Davis wrote the letter to Rev. Francis Gailey (1805-1872) a clergyman of the Scotch Covenanter society from Ireland who resided in New York City at 115 Troy Street in 1859. A history of Adams County, Ohio says that Rev. Gaily, a “suspended licentiate” of the church, led away some of the people from the Reformed Presbyterian Society in Adams County in 1845. By 1850, Rev. Gailey had relocated to New York City and married a woman named Jane from Maryland 25 years his junior. After Rev. Gailey’s death, Jane appears to have moved to 804 W. Saratoga Street in Baltimore, Maryland.
Davis speaks of the conflict between Republicans and Democrats in his county arising from Vallandingham’s 13 January 1863 speech delivered in the House of Representatives entitled, “The Constitution-Peace-Reunion.” In the speech, Vallandingham openly criticized Lincoln’s preliminary Emancipation Proclamation, saying “War for the Union was abandoned; war for the Negro openly begun.”
Addressed to Mr. Francis Gailey, Station C., New York City, New York
Locust Grove [Ohio]
February 2nd 1863
John received a letter from you about a week ago. You requested him to write and send you the pamphlets. He did so immediately after receiving yours, but made a mistake in the direction. He sent 7 pamphlets and a letter directed to No. 115 Troy Street, New York City. Also, he thinks he had written a letter some time ago to you with the same direction.
Our people are all well here so far as I know. I have not been over west lately, but I hear all are well.
God has preserved us in his kind Providence while the weapons of destruction have been all around us. But the hand of God lays heavy on some prominent opposers of the cause of Christ. The [Emancipation] Proclamation of the President has caused quite a stir in the west. Party spirit runs high again. I fear destruction will come yet further. Democrats generally oppose sternly the administration, the proclamation, &c. The republicans do all thy can to sustain them. Vallandingham peace speech before Congress is well received by Democrats and strongly opposed by Republicans.
The corn crop last year was very light in this neighborhood — the heaviest drought ever known here. The winter so far has been unpleasant but I think there will be enough grain by using economy to get through the winter.

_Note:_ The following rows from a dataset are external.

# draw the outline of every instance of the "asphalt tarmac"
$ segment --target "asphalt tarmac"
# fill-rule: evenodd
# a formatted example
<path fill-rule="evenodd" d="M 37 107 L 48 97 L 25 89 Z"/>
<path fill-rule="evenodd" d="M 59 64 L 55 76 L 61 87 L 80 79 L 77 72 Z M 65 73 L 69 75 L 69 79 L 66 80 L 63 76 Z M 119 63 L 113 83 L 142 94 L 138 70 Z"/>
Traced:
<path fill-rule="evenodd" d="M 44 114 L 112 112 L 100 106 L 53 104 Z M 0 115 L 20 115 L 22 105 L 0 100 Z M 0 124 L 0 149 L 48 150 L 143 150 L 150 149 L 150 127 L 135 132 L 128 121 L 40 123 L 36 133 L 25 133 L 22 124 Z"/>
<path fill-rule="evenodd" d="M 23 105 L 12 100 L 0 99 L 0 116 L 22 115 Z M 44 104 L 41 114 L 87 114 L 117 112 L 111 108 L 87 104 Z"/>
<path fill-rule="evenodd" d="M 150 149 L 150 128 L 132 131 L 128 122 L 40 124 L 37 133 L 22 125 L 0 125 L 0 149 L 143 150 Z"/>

William Ralston lives near me on Jacob Wickerham’s farm. ¹ Joseph R. & William Davis lives on John’s place. This makes our society large on East Fork. All attend generally, love & harmony prevails. So far there is a unity in sentiment — both civil & religious — which is not found outside our covenanted uniformity. I wish you to visit us with the gospel or more publick ordinances whenever you can without too much danger to yourself. Unless things change, it is more favorable here now than when you were out last.
Mr. B. Baker ² of Cincinnati has moved to New York. Jane Baker wrote a letter to Mary Ann Davis, ³ her sister, requesting you to call and see them. They live on [No. 77 W.] 38th Street, east of Broadway between Broadway and Sixth Avenue on the north side of street, three or four squares southwest from the reservoir. The firm is B. P. [Benjamin P.] & B. C. [Bowman Caspar] Baker & Co., No. 62 Front Street [110 Pearl Street in 1865]. They moved last fall as well as I remember to New York.
Yours truly, — Thomas Davis
¹ Jacob Wickerham (1794-1846) was the son of Peter and Mary Magdalene (Platter) Wickerham of Washington, Pennsylvania. Jacob was married to Eve Amen (1806-1844) in 1823 in Adams County, Ohio. Jacob grew up in the brick home built by his father in 1801 on property in Adams County, Ohio. The home was originally a tavern on Zane’s Trace. When Morgan’s Raiders passed through the county in 1863, they slept in this inn. It is located on State Route 41 between Peebles and Locust Grove, Ohio,
² Bowman Caspar Baker (1811-1893) was a grocer in Cincinnati in 1860. He was married to Jane Wickerham McCague (1817-1885) in 1838. We learn from this letter that Bowman gave up his business in Cincinnati and relocated to New York City during the winter of 1862/3.
³ Mary Ann McCague (1820-1896) was the daughter of James Kirker McCague (1794-1829) and Mary Wickerham (1799-1853). Mary Ann married James Davis (1818-1865).